Now that you have your del.icio.us account set up and you know the easy way to add sites to it, let’s talk about one other way that del.icio.us can become kinda magical: RSS. If you don’t know what RSS is, don’t worry. Suffice to say, RSS allows some programs and websites to subscribe to things. Every page that you see in del.icio.us is chock full of RSS goodness. But what exactly does that mean?
Here’s an example. Alan Levine does a lot of websurfing and finds all sites that are of interest to me. If I navigate to his del.icio.us page, I can subscribe to his bookmarks. Everytime Alan saves a new bookmark to his account, I will know about it automatically. I can subscribe to his bookmarks using My Yahoo, Google Homepage, an argregator like Bloglines, Firefox, Internet Explorer, or any other service that integrates RSS. Let’s say you’re only interested in his education bookmarks. Well, just click on the education tag and the page that comes up will have a slightly different RSS feed. Subscribe to that and you’ll JUST get updates with sites that he tags with ‘education’.

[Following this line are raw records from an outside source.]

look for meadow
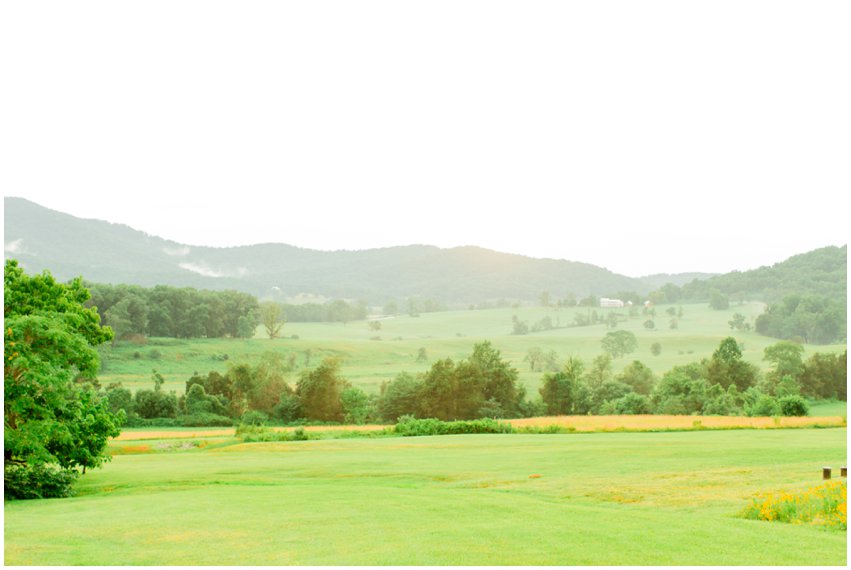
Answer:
[99,303,846,395]
[5,429,847,565]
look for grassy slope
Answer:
[100,303,845,394]
[5,429,847,565]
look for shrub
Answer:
[134,390,177,418]
[607,392,653,415]
[272,392,301,423]
[3,465,78,500]
[777,396,810,416]
[395,416,514,437]
[746,394,780,417]
[239,410,269,426]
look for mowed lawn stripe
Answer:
[5,429,846,565]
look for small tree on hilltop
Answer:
[601,330,638,358]
[260,301,284,339]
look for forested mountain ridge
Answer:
[680,245,848,303]
[4,197,847,306]
[4,198,653,305]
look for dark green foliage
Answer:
[606,392,653,415]
[3,464,78,500]
[539,357,591,415]
[756,295,847,344]
[378,372,423,422]
[709,289,730,311]
[705,337,759,391]
[87,284,259,339]
[777,395,810,416]
[104,383,134,418]
[340,386,374,425]
[616,360,656,396]
[296,358,348,422]
[651,363,710,415]
[133,389,177,419]
[271,392,301,423]
[745,394,780,417]
[414,342,523,420]
[395,416,514,437]
[590,380,632,415]
[799,351,848,400]
[3,260,124,490]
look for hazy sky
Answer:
[0,0,851,276]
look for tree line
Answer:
[104,333,847,425]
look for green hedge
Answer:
[395,416,514,437]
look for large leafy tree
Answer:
[3,260,123,496]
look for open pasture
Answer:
[5,429,847,565]
[95,303,845,394]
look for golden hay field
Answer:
[115,415,845,441]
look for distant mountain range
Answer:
[4,198,844,305]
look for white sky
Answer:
[0,0,851,276]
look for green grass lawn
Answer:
[810,402,848,417]
[99,303,845,394]
[4,429,847,565]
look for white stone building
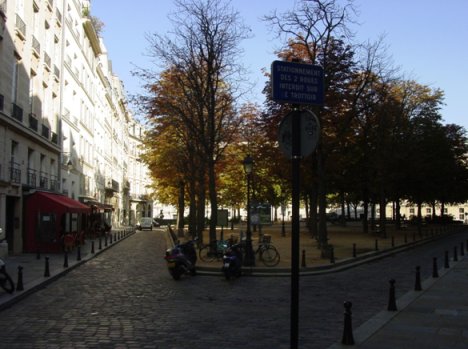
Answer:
[0,0,152,253]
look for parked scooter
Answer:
[164,241,197,280]
[221,244,242,280]
[0,259,15,293]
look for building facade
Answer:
[0,0,152,253]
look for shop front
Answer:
[24,191,91,252]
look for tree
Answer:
[140,0,249,241]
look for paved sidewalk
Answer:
[329,253,468,349]
[186,222,460,276]
[0,228,134,310]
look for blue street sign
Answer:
[271,61,323,105]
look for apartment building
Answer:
[0,0,152,253]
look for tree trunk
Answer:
[189,178,197,239]
[395,199,401,229]
[418,201,422,236]
[177,181,185,238]
[340,190,346,225]
[379,190,387,239]
[208,161,218,243]
[362,188,369,234]
[317,148,328,247]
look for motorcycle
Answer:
[0,259,15,293]
[221,244,242,280]
[164,241,197,280]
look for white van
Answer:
[137,217,153,230]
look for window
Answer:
[11,52,21,103]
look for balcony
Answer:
[15,14,26,40]
[10,161,21,184]
[44,52,51,72]
[39,171,49,189]
[55,8,62,27]
[29,113,39,132]
[0,0,6,20]
[50,176,60,192]
[54,64,60,82]
[27,167,37,188]
[32,35,41,58]
[41,124,50,139]
[104,179,119,194]
[11,103,23,122]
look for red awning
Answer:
[34,191,91,213]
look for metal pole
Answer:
[290,107,301,349]
[244,173,255,267]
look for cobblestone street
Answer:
[0,231,468,349]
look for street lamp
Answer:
[243,155,255,267]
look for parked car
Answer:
[136,217,153,230]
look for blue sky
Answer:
[91,0,468,130]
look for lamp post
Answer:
[243,155,255,267]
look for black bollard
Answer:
[414,266,422,291]
[432,257,439,278]
[387,279,397,311]
[16,265,24,291]
[44,257,50,277]
[63,251,68,268]
[341,301,354,345]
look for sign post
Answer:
[271,61,324,349]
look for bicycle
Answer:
[0,259,15,293]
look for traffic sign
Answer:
[271,61,324,105]
[278,110,320,159]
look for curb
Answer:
[191,232,458,277]
[0,229,135,311]
[328,256,468,349]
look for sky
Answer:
[91,0,468,130]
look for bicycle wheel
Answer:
[0,273,15,293]
[260,245,280,267]
[198,245,216,262]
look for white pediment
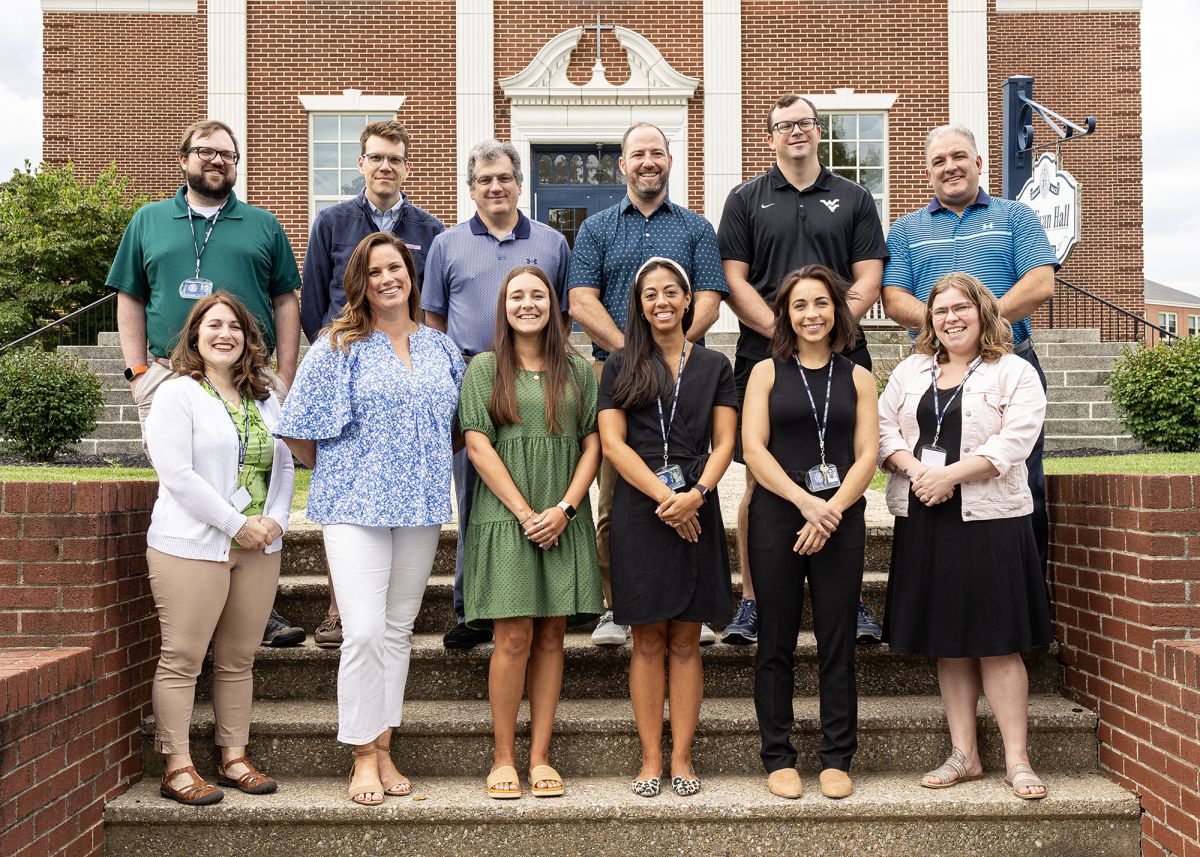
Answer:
[499,26,700,104]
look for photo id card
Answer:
[917,443,946,467]
[654,465,686,491]
[804,465,841,492]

By doing this, you don’t even have to check on people’s bookmarks to reap the benefits of all the time they spend surfing! For example, one of my favorite del.icio.us accounts is GCPS, which is populated by the teachers of Goochland County Public Schools. As a Director of Technology, I subscribed to their del.icio.us account and everytime they bookmarked something, I received it in my aggregator. Then I would forward it on to pertinent teachers. If they bookmarked a math site, I’d forward it on to the math teachers. If they bookmarked a grammar site, I’d forward it on to the Language Arts department. I was a hero to so many teachers who kept asking me where I found the time to go off and find all of these websites. The secret was that I didn’t have the time to do it, but I tapped in to the people who did!
I always say, it’s not about spending more time on the internet, rather making better use of the time that you do! By making good use of a social bookmarking site like del.icio.us, you’ll find that the good sites just keep landing right in your lap.
Have fun exploring and don’t forget to share what you find!